Among the 3948 radiomics features extracted from multiphase dynamic enhanced CT imaging, 16 most stable features were selected. The AUC of the radiomics model for predicting MVI in the training set and validation set were 0.935 and 0.749, respectively. The AUC of the radiologic model for predicting MVI in the training set and validation set were 0.827 and 0.796, respectively. When radiomics and radiologic models are combined, the predictive performance of the combined model (constructed with shape, intratumoral vessels, portal venous phase tumor-liver CT ratio, and radscore) is optimal, with an AUC of 0.958 in the training set and 0.829 in the test set for predicting MVI.

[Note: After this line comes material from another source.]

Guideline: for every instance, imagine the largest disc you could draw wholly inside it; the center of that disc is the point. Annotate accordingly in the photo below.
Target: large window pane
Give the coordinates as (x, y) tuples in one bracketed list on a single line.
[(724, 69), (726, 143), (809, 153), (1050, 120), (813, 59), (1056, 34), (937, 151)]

CT radiomics signature is a powerful predictor for predicting MVI. The preoperative combined model (constructed with shape, intratumoral vessels, portal venous phase tumor-liver CT ratio, and radscore) performed well in predicting the MVI.
本研究旨在探讨基于术前CT(计算机断层扫描)的影像组学特征预测肝内肿块型胆管癌(IMCC)微血管侵犯(MVI)的能力,并建立基于影像组学的预测模型。
回顾性分析121例IMCC患者(44例有MVI,77例无MVI)的术前临床资料、CT基本特征和影像组学特征。使用3D Slicer进行CT图像的加载与显示、感兴趣体积的勾画及特征提取。通过LASSO逻辑回归模型选择影像组学特征。在训练集(n = 85)中采用多变量逻辑回归分析建立影像组学模型、放射学模型和联合模型,以预测IMCC的MVI,然后在验证集(n = 36)中进行验证。
从多期动态增强CT影像中提取的3948个影像组学特征中,选择了16个最稳定的特征。影像组学模型在训练集和验证集中预测MVI的AUC分别为0.935和0.749。放射学模型在训练集和验证集中预测MVI的AUC分别为0.827和0.796。当影像组学模型和放射学模型联合时,联合模型(由形状、瘤内血管、门静脉期肿瘤-肝脏CT比值和radscore构建)的预测性能最佳,在训练集中预测MVI的AUC为0.958,在测试集中为0.829。
CT影像组学特征是预测MVI的有力指标。术前联合模型(由形状、瘤内血管、门静脉期肿瘤-肝脏CT比值和radscore构建)在预测MVI方面表现良好。